Being able to determine the optimal layout for the network's infrastructure can therefore lead to significant cost savings, as well as potentially improving the network's resilience against vulnerabilities such as extreme weather events.
The move towards Net Zero is also affecting the requirements on the power grid. Where once the network only needed to focus on a small number of generators with similar performance characteristics, it is now required to connect millions of smaller renewable generators, whose energy output is highly variable and often unpredictable.
The increased complexity of the system translates into an exponential increase in the running time of the algorithms that have been traditionally used to determine the grid's layout, making them effectively no longer fit for purpose.
It has long been suggested, though, that quantum computing has the potential to answer these sort of optimisation questions more efficiently than classical computers.

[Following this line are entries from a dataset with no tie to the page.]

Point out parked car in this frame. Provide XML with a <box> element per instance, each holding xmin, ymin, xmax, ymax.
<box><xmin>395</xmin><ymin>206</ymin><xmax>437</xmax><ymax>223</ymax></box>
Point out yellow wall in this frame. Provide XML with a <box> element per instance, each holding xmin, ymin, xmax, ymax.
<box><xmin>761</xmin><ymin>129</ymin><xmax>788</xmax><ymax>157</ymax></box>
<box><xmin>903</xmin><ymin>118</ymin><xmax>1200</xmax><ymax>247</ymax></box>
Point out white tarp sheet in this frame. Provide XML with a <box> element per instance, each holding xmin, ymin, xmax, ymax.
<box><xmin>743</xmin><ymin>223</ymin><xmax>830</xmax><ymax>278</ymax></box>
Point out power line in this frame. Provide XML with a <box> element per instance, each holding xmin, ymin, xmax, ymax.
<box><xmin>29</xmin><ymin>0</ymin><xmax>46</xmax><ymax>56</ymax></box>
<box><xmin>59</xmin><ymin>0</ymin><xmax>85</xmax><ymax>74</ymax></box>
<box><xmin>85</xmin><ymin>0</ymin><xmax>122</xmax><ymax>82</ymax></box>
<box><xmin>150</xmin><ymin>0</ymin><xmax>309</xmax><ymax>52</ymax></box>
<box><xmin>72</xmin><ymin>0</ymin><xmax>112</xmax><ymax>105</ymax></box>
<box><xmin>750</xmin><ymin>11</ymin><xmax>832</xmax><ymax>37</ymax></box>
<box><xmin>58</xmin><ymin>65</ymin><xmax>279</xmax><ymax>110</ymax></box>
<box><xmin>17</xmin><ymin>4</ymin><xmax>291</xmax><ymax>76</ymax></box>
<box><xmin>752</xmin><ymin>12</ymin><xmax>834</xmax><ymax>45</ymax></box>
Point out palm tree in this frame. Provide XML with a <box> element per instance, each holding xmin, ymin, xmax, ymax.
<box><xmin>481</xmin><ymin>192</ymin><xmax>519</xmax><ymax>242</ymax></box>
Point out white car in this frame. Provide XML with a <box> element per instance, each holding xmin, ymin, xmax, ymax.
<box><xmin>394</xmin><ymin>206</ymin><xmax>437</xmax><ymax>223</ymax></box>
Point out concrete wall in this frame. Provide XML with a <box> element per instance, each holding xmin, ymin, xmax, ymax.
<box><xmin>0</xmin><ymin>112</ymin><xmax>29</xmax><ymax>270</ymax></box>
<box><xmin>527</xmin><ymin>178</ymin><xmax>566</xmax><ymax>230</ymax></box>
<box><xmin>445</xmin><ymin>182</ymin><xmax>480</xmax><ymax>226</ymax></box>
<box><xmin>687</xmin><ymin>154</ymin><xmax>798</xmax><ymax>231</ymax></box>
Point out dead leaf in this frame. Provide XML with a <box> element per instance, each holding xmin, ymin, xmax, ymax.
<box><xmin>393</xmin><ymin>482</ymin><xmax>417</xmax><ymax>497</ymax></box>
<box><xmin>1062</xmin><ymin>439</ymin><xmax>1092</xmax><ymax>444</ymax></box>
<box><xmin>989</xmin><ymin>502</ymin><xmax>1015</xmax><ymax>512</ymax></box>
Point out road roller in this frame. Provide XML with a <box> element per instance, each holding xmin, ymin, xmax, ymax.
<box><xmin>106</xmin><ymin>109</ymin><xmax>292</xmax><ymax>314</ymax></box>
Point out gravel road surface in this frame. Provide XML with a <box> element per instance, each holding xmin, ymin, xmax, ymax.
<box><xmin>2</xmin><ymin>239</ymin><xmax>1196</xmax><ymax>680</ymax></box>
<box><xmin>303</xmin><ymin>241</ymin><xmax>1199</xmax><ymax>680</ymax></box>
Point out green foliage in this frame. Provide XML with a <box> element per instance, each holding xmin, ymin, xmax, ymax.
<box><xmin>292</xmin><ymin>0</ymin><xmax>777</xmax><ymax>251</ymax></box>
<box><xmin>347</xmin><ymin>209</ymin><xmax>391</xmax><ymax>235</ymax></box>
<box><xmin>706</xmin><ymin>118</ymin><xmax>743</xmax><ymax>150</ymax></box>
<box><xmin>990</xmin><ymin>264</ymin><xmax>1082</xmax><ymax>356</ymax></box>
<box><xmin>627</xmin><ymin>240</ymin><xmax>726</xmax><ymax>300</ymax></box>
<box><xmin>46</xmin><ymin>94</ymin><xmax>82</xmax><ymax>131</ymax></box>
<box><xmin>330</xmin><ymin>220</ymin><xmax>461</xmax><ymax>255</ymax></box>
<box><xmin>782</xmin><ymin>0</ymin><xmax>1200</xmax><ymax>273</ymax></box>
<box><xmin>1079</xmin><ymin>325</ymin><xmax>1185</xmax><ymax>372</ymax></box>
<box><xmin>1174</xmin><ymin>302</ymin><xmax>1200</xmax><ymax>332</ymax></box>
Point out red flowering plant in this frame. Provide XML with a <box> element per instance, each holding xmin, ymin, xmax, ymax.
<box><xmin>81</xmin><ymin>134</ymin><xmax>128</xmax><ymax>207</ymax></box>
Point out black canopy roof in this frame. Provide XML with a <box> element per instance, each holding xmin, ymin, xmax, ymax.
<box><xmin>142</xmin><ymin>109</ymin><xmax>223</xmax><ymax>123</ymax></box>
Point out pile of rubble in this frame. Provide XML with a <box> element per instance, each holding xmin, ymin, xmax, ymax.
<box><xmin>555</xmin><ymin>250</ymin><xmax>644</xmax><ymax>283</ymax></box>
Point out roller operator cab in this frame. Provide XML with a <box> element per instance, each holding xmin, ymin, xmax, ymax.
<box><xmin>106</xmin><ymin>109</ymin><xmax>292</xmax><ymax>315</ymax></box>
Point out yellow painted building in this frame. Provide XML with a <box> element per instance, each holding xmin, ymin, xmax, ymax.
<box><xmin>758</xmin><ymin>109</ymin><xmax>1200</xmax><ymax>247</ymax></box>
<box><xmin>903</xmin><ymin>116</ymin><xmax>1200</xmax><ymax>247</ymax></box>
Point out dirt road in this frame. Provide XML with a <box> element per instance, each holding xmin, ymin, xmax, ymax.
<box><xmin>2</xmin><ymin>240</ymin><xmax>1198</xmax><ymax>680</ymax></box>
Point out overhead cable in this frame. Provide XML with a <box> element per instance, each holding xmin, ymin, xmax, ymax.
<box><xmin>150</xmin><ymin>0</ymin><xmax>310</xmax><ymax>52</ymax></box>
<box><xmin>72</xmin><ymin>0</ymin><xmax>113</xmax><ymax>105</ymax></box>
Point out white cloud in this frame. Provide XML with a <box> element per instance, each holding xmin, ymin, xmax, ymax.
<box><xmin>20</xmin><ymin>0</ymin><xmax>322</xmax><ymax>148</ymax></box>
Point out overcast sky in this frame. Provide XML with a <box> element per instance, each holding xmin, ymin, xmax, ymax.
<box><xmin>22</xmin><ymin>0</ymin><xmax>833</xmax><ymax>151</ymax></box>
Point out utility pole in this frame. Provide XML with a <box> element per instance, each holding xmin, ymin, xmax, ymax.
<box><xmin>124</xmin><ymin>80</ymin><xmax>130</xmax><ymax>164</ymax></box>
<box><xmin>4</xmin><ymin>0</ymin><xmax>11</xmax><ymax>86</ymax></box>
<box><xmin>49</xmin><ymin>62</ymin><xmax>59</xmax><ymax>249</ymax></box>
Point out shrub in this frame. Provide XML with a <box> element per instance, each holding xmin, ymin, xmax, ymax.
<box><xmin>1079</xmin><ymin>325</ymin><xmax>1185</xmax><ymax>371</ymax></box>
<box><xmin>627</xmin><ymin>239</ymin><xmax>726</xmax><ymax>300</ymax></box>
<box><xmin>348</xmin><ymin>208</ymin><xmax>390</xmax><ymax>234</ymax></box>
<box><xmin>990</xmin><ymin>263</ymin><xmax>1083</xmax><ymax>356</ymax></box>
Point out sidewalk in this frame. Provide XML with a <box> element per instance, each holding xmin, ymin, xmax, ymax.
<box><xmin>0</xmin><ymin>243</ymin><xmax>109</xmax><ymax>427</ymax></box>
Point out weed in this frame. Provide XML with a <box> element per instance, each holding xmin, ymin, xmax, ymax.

Until recently, this was only believed possible in the longer term (requiring full-scale quantum hardware) but recent innovations by Phasecraft have changed this perspective, showing that even in the near term (when quantum computers are expected to be small-scale and noisy) there is the potential for quantum algorithms to outperform classical ones.
With this project, we will work with the Department for Energy Security and Net Zero to identify the priority questions related to network planning and optimisation, and we will then build a quantum software solution to these problems. This will facilitate future network planning and accelerate the deployment of renewables (both key goals within the _Powering Up Britain_ strategy published earlier in 2023).